What was present? A demon. What literally drove it away? Instrumental music played in a flowing manner. A whole bunch of you do not like that but it is right there in black and white in your Bible. If all instrumental music is amoral will someone please tell me how come a demon was forced to run away from instrumental music alone?

Inept. Yep. That is the right word, all right. The amorality of music is nothing more than inept justification.


  1. I will reference my intial objection. "The scriptural references you used refer to singing (as in words) and not musical notes or sound as emotional language as you have defined it. There is a disconnect there." Also you never posted the verses that you asserted would validate your claim. With your initial defination being off Scriptually you come to wrong conclusions.

  2. Brother Brennan, In 1972 I purchased a book on the campus of Bradley University. It was Jerry Rubin's brief for the whole rock culture entitled DO IT. I kept it for years and then destroyed it. But Rubin produced his own evidence and also cited the Beatles and other groups who boasted about what they could do with their music. For "evangelical" leaders to claim music is amoral is vacuous.

  3. One very relevant passage that is often overlooked is the curse laid upon music that is associated with sin in Isaiah 5:
    11 Woe unto them that rise up early in the morning, that they may follow strong drink; that continue until night, till wine inflame them!
    12 And the harp, and the viol, the tabret, and pipe, and wine, are in their feasts: but they regard not the work of the LORD, neither consider the operation of his hands.
    13 Therefore my people are gone into captivity, because they have no knowledge: and their honourable men are famished, and their multitude dried up with thirst.
    14 Therefore hell hath enlarged herself, and opened her mouth without measure: and their glory, and their multitude, and their pomp, and he that rejoiceth, shall descend into it.
    15 And the mean man shall be brought down, and the mighty man shall be humbled, and the eyes of the lofty shall be humbled:

    God puts a curse on the sin and drunkenness as the music associated with it. There has always been music that is associated with sin- minstrel music of the middle ages, tavern music of the 1600's and following. Ragtime arose in the saloons of the 1800's and Jazz in the brothels and nightclubs. Likewise country and rock arose in sinful conditions. Rock and roll was coined as a term for sex in the back of a car. Why do we ever think that we can take something that is so conceived in sin, dust it off and use it for the worship of God?
    Jim C

    1. Why do we ever think that we can take something that is so conceived in sin, dust it off and use it for the worship of God?

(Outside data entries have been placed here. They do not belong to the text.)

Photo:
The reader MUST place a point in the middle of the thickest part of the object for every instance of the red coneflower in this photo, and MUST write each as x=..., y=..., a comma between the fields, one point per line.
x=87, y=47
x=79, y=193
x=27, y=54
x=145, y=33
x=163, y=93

      ...actually, the CCM industry has an answer for this, albeit not a good one. They insist that by taking rock music and using it for the Lord's work they are redeeming the culture. OF course, redeeming the culture is not a scriptural concept, but it is their response. And a mighty convenient response it is for it lets the church involve itself in all kinds of worldliness.

  4. You may have covered this in one of your other blogs. Admittedly I have not read them all yet. My question is how can I tell what music is appropriate for a Christian to listen to? I can see your stance on CCM, but is Southern Gospel acceptable? Just curious about where we draw the line?

    1. I haven't discussed Southern Gospel basically b/c I haven't studied it. My instinctive reaction is to be leery of it, but I cannot give you a logically reasoned explanation for that feeling.